As of last week, the final episode of the TV show “Des” was added to Sundance Now. “Des” is a true-crime drama that follows one of the most well-known serial killers in UK history: Dennis Nilsen. Nicknamed the “kindly killer,” Nilsen murdered young boys and men in Soho from 1978 to 1983. All this occurred right under the noses of the police, who never once realized that the men murdered by Nilsen were even dead.
“Des” stars David Tennant in the titular role of Dennis Nilsen. It also stars Daniel Mays. Mays and Tennant had previously worked together on the adaptation of Neil Gaiman and Terry Pratchett’s “Good Omens.” Tennant also had an established relationship with director Lewis Arnold.
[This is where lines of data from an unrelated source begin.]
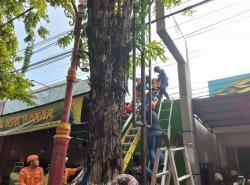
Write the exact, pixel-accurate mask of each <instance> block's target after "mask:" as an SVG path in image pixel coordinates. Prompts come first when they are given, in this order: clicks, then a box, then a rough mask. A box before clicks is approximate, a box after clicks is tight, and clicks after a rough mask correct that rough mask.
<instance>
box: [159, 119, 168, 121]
mask: <svg viewBox="0 0 250 185" xmlns="http://www.w3.org/2000/svg"><path fill="white" fill-rule="evenodd" d="M168 120H169V119H160V120H159V121H168Z"/></svg>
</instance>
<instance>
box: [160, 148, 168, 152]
mask: <svg viewBox="0 0 250 185" xmlns="http://www.w3.org/2000/svg"><path fill="white" fill-rule="evenodd" d="M160 150H161V151H167V150H168V147H162V148H160Z"/></svg>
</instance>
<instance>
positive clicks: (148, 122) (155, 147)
mask: <svg viewBox="0 0 250 185" xmlns="http://www.w3.org/2000/svg"><path fill="white" fill-rule="evenodd" d="M146 120H147V123H148V124H150V111H149V109H147V110H146ZM161 134H162V129H161V126H160V122H159V118H158V115H157V114H156V112H154V111H152V125H151V127H150V128H149V129H148V135H147V140H148V152H149V158H150V161H151V162H150V163H151V165H152V166H151V167H152V169H153V164H154V160H155V157H156V156H155V155H156V146H157V140H158V137H159V136H160V135H161ZM163 161H164V153H163V152H162V151H161V153H160V164H159V169H162V168H163V166H164V165H163Z"/></svg>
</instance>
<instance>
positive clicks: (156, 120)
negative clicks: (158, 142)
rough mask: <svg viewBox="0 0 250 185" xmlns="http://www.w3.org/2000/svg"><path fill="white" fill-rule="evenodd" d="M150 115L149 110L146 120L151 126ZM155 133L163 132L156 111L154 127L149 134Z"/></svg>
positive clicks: (155, 112)
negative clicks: (150, 133) (161, 128)
mask: <svg viewBox="0 0 250 185" xmlns="http://www.w3.org/2000/svg"><path fill="white" fill-rule="evenodd" d="M149 113H150V112H149V110H147V115H146V119H147V122H148V124H150V114H149ZM153 131H161V126H160V123H159V118H158V115H157V114H156V112H154V111H152V126H151V128H149V132H153Z"/></svg>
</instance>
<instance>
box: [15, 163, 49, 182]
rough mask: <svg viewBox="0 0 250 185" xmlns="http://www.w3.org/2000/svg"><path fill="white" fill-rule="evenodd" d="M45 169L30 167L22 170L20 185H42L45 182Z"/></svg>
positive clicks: (18, 181)
mask: <svg viewBox="0 0 250 185" xmlns="http://www.w3.org/2000/svg"><path fill="white" fill-rule="evenodd" d="M43 175H44V174H43V169H42V168H41V167H36V168H32V167H30V166H28V167H25V168H23V169H21V171H20V173H19V177H18V184H19V185H40V184H41V183H42V181H43Z"/></svg>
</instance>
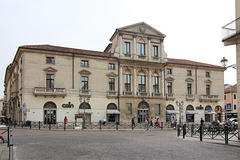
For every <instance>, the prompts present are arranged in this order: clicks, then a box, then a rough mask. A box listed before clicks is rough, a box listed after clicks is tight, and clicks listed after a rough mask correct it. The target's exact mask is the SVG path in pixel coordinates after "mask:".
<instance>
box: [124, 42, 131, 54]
mask: <svg viewBox="0 0 240 160" xmlns="http://www.w3.org/2000/svg"><path fill="white" fill-rule="evenodd" d="M130 49H131V48H130V42H124V53H125V54H130V53H131V52H130Z"/></svg>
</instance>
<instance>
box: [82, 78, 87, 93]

The pair had previously worked together on “Broadchurch.”
The television show is based upon Brian Masters book, “Killing for Company.” The book contains interviews with Nilsen. Uniquely enough, an actor portrays Masters in the TV show as he interviews Des throughout the trial process.
What’s special about “Des” is that it in no way, shape or form romanticizes Dennis Nilsen. Rather than showing Des gruesomely murdering his victims, the show opts to start with him getting “caught,” which is used as a very loose word here as the police technically did not catch Nilsen; rather, he turned himself into the police. This exact moment starts the three-part miniseries. In many true-crime based shows or even dramas, the actions or the people themselves are romanticized. Take for example the film “Extremely Wicked, Shockingly Evil and Vile,” which tells the true story of Ted Bundy (played by Zac Efron). The film itself almost glorifies, or at least fails to completely condemn, Bundy’s heinous crimes. I found it very refreshing to see Dennis Nilsen treated as a serial killer rather than just a fictional person.
Tennant shines as Nilsen. In fact, many reviewers have already predicted that Tennant will be nominated for a BAFTA for his portrayal of Nilsen. His understated yet equally compelling performance completely steals the show. Tennant somehow manages to add an eeriness to Nilsen as he does the most mundane of tasks, like simply speaking about things unrelated to his murders. There was one scene in particular that sent chills down my spine. During an interrogation with the police, Nilsen claims to have cared more about his victims than the police did when they were alive, and, in a way, he’s right. Nilsen’s victims typically were men or boys who were homeless or addicted to drugs. He claims that he gave them a nice meal and let them stay the night, which is, sadly, more than anyone else was doing for them. In that moment, viewers can visibly see the detective’s look of realization that what Nilsen had said was correct, because many of Nilsen’s victims were just lost posters on a wall; the police were not actively searching for the men because they were deemed as “undesirable,” i.e. drugs abusers or homeless. Tennant’s portrayal of Nilsen will be talked about for years to come.
Daniel Mays stands out as detective Peter Jay, the detective tasked with identifying possible victims of Nilsen. Mays brings an emotion to the role as his character struggles while desperately searching for evidence to incriminate Des. The dire hopelessness of his character as he is told that the government will not be funding the investigation any longer is an unforgettable moment. The micro-emotions that cross May’s face as he realizes that every victim will not receive justice was absolutely striking.
The entirety of “Des” is now available to watch on Sundance Now.